So the risk of losing these spaces feels more acute than ever – especially as, when homes are so badly needed, our research shows that only one in ten of the proposed new houses in the current plans would be classed as affordable. The new developments that are proposed for these green areas won’t even help us to tackle the crisis in truly affordable homes – an issue that CPRE is passionate about and has campaigned on.

Our lifeline in lockdown

CPRE’s chief executive, Crispin Truman, has commented on the report, calling these green spaces and local countryside our ‘lifeline through lockdown’ and the growing level of threat as ‘extremely worrying.’

Crispin calls on the government to take note of the public passion for green spaces and focus energies on protecting the countryside as they make changes to the rules that govern our planning system.

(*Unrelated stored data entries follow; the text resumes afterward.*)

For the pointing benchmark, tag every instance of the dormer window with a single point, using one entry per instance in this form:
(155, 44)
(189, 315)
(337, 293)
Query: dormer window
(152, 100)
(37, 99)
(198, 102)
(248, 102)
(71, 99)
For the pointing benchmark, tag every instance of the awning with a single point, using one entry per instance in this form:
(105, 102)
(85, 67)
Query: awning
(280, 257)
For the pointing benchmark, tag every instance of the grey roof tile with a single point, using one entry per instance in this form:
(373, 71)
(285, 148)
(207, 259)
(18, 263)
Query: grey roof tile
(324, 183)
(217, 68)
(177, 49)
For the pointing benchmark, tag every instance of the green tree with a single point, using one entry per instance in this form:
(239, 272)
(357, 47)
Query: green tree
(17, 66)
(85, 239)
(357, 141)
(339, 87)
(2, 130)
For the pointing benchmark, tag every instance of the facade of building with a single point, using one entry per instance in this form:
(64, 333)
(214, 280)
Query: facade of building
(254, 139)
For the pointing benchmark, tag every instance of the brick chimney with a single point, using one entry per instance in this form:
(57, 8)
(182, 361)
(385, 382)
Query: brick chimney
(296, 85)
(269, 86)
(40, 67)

‘The public is crying out for more access to nature, green space and countryside – it’s time ministers realised this and put people and nature at the heart of their changes to the planning system.’

Nature, people, and previously-used land first

At CPRE, we recognise the urgent need for more affordable homes and argue that the way to do this is to make best use of land that’s been built on previously (sometimes called brownfield land) before even considering development on the Green Belt.

Despite evidence that there’s already enough space on previously used land (known as brownfield) and other land already granted planning permission for the government to reach its housing targets for the duration of this parliament, the government’s current plans for changes to the planning rules would increase pressure on the Green Belt even more.